Я выпрашивал деньги, я достал паспорта для Керна и Фишера, которые были поддельными и, все же, были настоящими. Я исследовал сообщения, которые берлинская полиция издавала в стиле хроник Великой войны. Когда сообщалось, что оба были якобы в Мекленбурге, я ехал в Мекленбург. Я ехал в Голштинию, в Тюрингию, в Вестфалию; я подстегивал растерянные группы, я посылал активистов на поиски. В большинстве случаев, когда я приезжал в город, поблизости от которого должны были быть замечены мои друзья, в полицейском отчете стояло уже название другого, весьма отдаленного города; там была найдена географическая карта, которая должна была принадлежать преступникам, или запонка, или кто-либо якобы узнал их. Я не оставался в одном месте дольше нескольких часов, я прибегал к товарищам, которые жили разбросанные повсюду, и расспрашивал, я разочаровывался от упрямства внезапно ставших такими осторожными друзей. В один день я сорвал семь плакатов с объявлениями о розыске преступников. Я стоял, согнувшись над атласом, и отмечал в нем все следы, которые считались до сих пор безупречными. Я посылал сообщения в районы их предположительного следования. Но никакая дорога не вела к ним. Ни один слух не оказывался правдивым. Никакая помощь не достигала их.

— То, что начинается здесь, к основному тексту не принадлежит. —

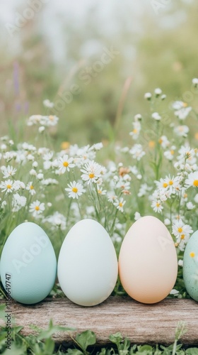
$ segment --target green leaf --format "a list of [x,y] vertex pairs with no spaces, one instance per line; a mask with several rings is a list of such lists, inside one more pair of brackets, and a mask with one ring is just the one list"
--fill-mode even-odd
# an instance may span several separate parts
[[11,349],[6,349],[4,351],[4,355],[24,355],[26,353],[26,347],[23,347],[21,344],[20,348],[14,342],[11,342]]
[[47,339],[45,342],[45,351],[46,351],[46,354],[47,354],[47,355],[52,355],[54,353],[54,342],[50,338]]
[[119,332],[115,334],[110,335],[109,339],[112,343],[116,344],[117,345],[120,344],[123,340],[123,337]]
[[189,348],[186,349],[187,355],[197,355],[198,348]]
[[77,334],[76,340],[83,351],[86,351],[89,345],[94,345],[96,342],[95,334],[91,330],[86,330],[82,333]]
[[83,355],[83,353],[77,349],[69,349],[66,354],[68,355]]

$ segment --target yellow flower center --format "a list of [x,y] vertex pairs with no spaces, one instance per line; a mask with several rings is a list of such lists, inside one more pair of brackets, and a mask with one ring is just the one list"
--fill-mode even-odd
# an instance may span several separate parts
[[62,143],[61,148],[64,151],[65,151],[66,149],[67,149],[69,147],[69,142],[62,142]]
[[198,180],[194,180],[193,181],[193,185],[194,185],[194,186],[196,186],[196,187],[198,187]]
[[148,147],[149,148],[154,148],[155,145],[156,145],[156,143],[155,143],[154,141],[150,141],[148,142]]

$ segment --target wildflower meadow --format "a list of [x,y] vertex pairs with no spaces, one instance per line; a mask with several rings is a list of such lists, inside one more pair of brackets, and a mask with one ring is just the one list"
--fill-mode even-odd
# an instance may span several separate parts
[[[198,79],[189,85],[195,97]],[[79,146],[78,142],[64,141],[57,150],[51,133],[59,120],[51,114],[54,104],[47,99],[43,111],[47,115],[33,112],[27,117],[25,131],[31,133],[28,141],[15,140],[11,131],[1,138],[1,252],[12,230],[28,221],[43,228],[58,256],[71,228],[91,218],[106,229],[118,256],[131,225],[141,217],[154,216],[167,226],[177,255],[177,278],[168,297],[190,297],[182,265],[186,244],[198,229],[198,113],[187,100],[170,102],[168,93],[160,88],[146,92],[142,100],[147,102],[147,114],[132,115],[127,146],[115,136],[110,147],[102,142]],[[197,283],[198,255],[192,250],[190,256],[197,266]],[[4,297],[2,286],[1,290]],[[126,295],[119,280],[112,295]],[[51,296],[64,296],[57,283]],[[149,346],[142,351],[129,350],[122,340],[112,337],[119,353],[103,349],[97,354],[198,354],[179,348],[175,352],[175,352],[173,347],[170,352],[165,348],[154,352]],[[70,349],[67,354],[89,354],[81,350]],[[28,354],[62,354],[60,350],[40,351]]]

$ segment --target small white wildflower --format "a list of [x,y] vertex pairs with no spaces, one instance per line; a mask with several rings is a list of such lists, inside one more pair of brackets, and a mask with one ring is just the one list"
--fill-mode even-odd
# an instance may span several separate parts
[[165,149],[170,145],[170,141],[168,141],[166,136],[161,136],[158,140],[158,142],[163,149]]
[[194,202],[198,203],[198,194],[195,195],[194,197]]
[[165,224],[165,226],[170,226],[170,220],[169,219],[169,218],[165,218],[165,219],[164,224]]
[[192,80],[192,82],[193,85],[194,85],[196,87],[198,85],[198,78],[194,77]]
[[44,126],[40,126],[38,129],[38,131],[39,131],[39,133],[42,133],[42,132],[44,132],[45,129],[45,127]]
[[187,179],[185,180],[185,186],[187,188],[190,187],[198,187],[198,171],[190,173]]
[[141,119],[142,119],[141,114],[135,114],[134,116],[135,122],[136,122],[137,121],[141,121]]
[[20,195],[14,194],[12,200],[12,211],[13,212],[17,212],[22,207],[24,207],[26,204],[26,197],[24,196],[20,196]]
[[121,197],[121,199],[119,200],[116,200],[115,201],[115,202],[113,203],[113,204],[117,208],[117,209],[119,211],[120,211],[121,212],[124,212],[124,205],[126,203],[126,201],[124,200],[123,197]]
[[85,190],[83,189],[82,184],[80,182],[73,181],[72,182],[70,182],[70,184],[67,184],[67,186],[68,187],[64,190],[69,192],[69,197],[78,199],[79,196],[85,192]]
[[30,181],[30,182],[28,182],[28,184],[26,186],[26,190],[28,190],[28,191],[30,192],[30,194],[32,196],[33,196],[33,195],[35,195],[36,193],[36,192],[35,190],[35,187],[33,185],[33,182],[32,181]]
[[7,167],[3,165],[1,167],[1,170],[4,174],[4,179],[13,176],[16,173],[16,169],[13,166],[8,165]]
[[97,180],[101,176],[103,167],[93,160],[86,163],[83,168],[81,170],[83,173],[81,178],[86,181],[88,184],[90,182],[97,182]]
[[134,144],[130,149],[129,153],[132,155],[134,159],[136,159],[138,161],[146,154],[141,144]]
[[37,175],[37,180],[42,180],[43,179],[43,174],[42,173],[39,173]]
[[151,204],[151,207],[153,209],[155,212],[161,213],[163,209],[163,207],[161,204],[161,202],[160,200],[157,201],[153,201]]
[[154,119],[156,121],[161,120],[161,116],[158,112],[153,112],[151,116],[152,118]]
[[173,160],[174,158],[174,154],[175,151],[176,147],[175,146],[172,146],[168,151],[164,152],[164,156],[170,161]]
[[183,262],[182,260],[181,260],[181,259],[178,260],[178,266],[179,266],[182,267],[183,266],[183,263],[184,263],[184,262]]
[[6,192],[6,194],[13,192],[15,190],[14,182],[10,179],[1,181],[0,188],[1,189],[1,192]]
[[159,87],[157,87],[156,89],[155,89],[154,92],[156,94],[156,97],[158,97],[161,94],[162,90]]
[[187,126],[177,126],[175,127],[174,132],[180,137],[186,138],[189,132],[189,128]]
[[29,212],[33,213],[34,217],[37,217],[39,214],[41,214],[43,211],[45,211],[45,203],[40,202],[38,200],[30,205]]
[[187,202],[187,203],[186,204],[186,207],[187,207],[187,209],[188,210],[193,209],[195,207],[194,204],[192,204],[192,203],[191,202]]
[[51,102],[48,99],[45,99],[42,102],[43,105],[48,109],[52,109],[54,107],[54,103]]
[[151,92],[146,92],[146,94],[144,94],[144,99],[146,99],[146,100],[151,100],[151,97],[152,94],[151,94]]
[[30,171],[30,175],[35,176],[37,175],[36,170],[35,169],[31,169]]
[[135,220],[135,221],[137,221],[137,220],[138,220],[138,219],[139,219],[140,218],[141,218],[141,214],[140,214],[140,213],[139,213],[139,212],[135,212],[135,214],[134,214],[134,220]]

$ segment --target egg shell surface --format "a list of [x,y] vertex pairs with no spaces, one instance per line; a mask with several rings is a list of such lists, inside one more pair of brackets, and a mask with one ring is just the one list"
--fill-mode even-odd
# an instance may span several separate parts
[[142,303],[156,303],[173,289],[177,258],[168,229],[158,218],[141,217],[121,246],[119,275],[125,291]]
[[98,305],[112,292],[117,274],[115,250],[106,230],[93,219],[77,222],[58,259],[59,282],[66,296],[80,305]]
[[33,222],[19,224],[7,239],[1,253],[4,288],[8,289],[9,280],[12,298],[21,303],[37,303],[50,293],[56,275],[56,256],[46,233]]
[[[190,256],[194,253],[194,256]],[[183,279],[187,293],[198,301],[198,231],[190,238],[185,250],[183,263]]]

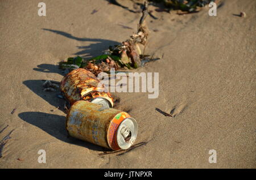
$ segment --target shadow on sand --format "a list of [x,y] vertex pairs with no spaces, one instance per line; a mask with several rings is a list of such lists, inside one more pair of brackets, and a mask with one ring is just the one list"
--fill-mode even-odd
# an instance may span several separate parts
[[93,43],[90,44],[87,46],[77,46],[79,49],[80,49],[77,53],[73,54],[75,55],[81,56],[83,58],[93,57],[97,55],[101,55],[102,51],[107,50],[109,46],[113,46],[118,45],[120,43],[117,41],[104,40],[101,38],[81,38],[75,37],[70,33],[57,30],[49,29],[43,28],[43,30],[53,32],[57,35],[65,36],[67,38],[79,41],[88,41]]
[[65,117],[40,112],[24,112],[19,114],[24,121],[38,127],[49,135],[64,142],[84,147],[91,150],[105,151],[102,147],[68,136],[65,129]]

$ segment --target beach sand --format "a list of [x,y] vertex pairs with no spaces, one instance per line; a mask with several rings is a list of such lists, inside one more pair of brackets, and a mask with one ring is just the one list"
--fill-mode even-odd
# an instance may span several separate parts
[[[147,18],[146,54],[160,59],[133,72],[159,72],[159,95],[113,95],[119,99],[115,108],[137,119],[135,143],[148,143],[104,156],[101,147],[67,137],[65,114],[57,108],[64,101],[44,92],[42,80],[61,80],[61,61],[100,55],[126,40],[141,15],[104,0],[44,0],[46,16],[39,16],[40,2],[0,2],[0,140],[10,133],[0,145],[0,168],[256,167],[255,0],[222,1],[217,16],[205,7],[185,15],[154,11],[158,19]],[[241,11],[245,18],[236,15]],[[39,149],[46,152],[45,164],[38,162]],[[209,162],[210,149],[217,163]]]

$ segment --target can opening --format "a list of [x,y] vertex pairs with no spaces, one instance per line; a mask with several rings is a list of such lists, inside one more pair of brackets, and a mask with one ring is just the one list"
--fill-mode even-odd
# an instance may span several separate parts
[[117,143],[120,148],[127,149],[130,148],[136,139],[138,126],[136,121],[132,118],[125,119],[117,130]]
[[130,139],[131,139],[131,131],[129,131],[129,134],[128,135],[128,136],[125,138],[125,140],[126,142],[127,142],[130,140]]

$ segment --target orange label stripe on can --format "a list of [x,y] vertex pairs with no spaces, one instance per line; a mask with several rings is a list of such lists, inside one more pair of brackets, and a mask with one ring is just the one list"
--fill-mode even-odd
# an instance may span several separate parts
[[112,121],[109,129],[108,141],[109,145],[113,149],[118,150],[121,149],[117,143],[117,129],[122,121],[129,117],[130,116],[127,113],[122,112],[117,114]]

Иногда во время поездки я менял маршрут, тогда я сидел всю ночь на какой-нибудь маленькой и темной станции за пропитанным пивом и табаком столом в зале ожидания и был безутешен и ожесточен. Я был одержим мыслью найти их. Я бормотал имя Керна себе под нос и верил, что это придаст мне новые силы. Я хотел с помощью самых интенсивных мыслей о друге суметь приблизиться к нему и в пространстве. Я знал, что я был неразрывно связан с ним. Я думал в отчаянии, что, все же, это невозможно, что к нему нельзя добраться. Я боялся спать; вероятно, он как раз в это самое мгновение мог проходить совсем близко от меня в поисках помощи. Я вызывал в моей памяти каждое слово, которое я слышал от него. Я вспоминал о каждом действии, которое связывало меня с ним. Я рисовал себе самые невероятные ситуации; я видел, как он входит в комнату, в купе, я думал, что вон тот мужчина в синем пиджаке, который как раз шел передо мной, и лицо которого я мог только неясно разглядеть, должен обернуться и оказаться Керном. Долгое время я стоял перед объявлением о розыске, где была его фотография, его как молодого морского офицера в белой, смелой летней фуражке, где был его почерк, прямой, ясный, простой почерк. Я осторожно сорвал объявление и спрятал плохое воспроизведение его черт в нагрудном кармане.
Я поехал в Эрфурт. Я хотел посетить Дитера, так как сообщалось, что оба якобы были замечены в Тюрингии. Я пошел на квартиру Дитера, но хозяйка недовольно и недоверчиво сказала, что он выехал днем раньше, новый адрес она не знала. Я бродил по городу и высматривал на всех улицах. Я решился войти в полицейское управление, каждую секунду ожидая, что меня арестуют, но Дитер еще не зарегистрировался по своему новому адресу. Я купил газету и прочитал, что полицейская акция вокруг Гарделегена закончилась безуспешно, но Керн и Фишер отправились, по-видимому, в Ганновер. Я сел на поезд в Ганновер.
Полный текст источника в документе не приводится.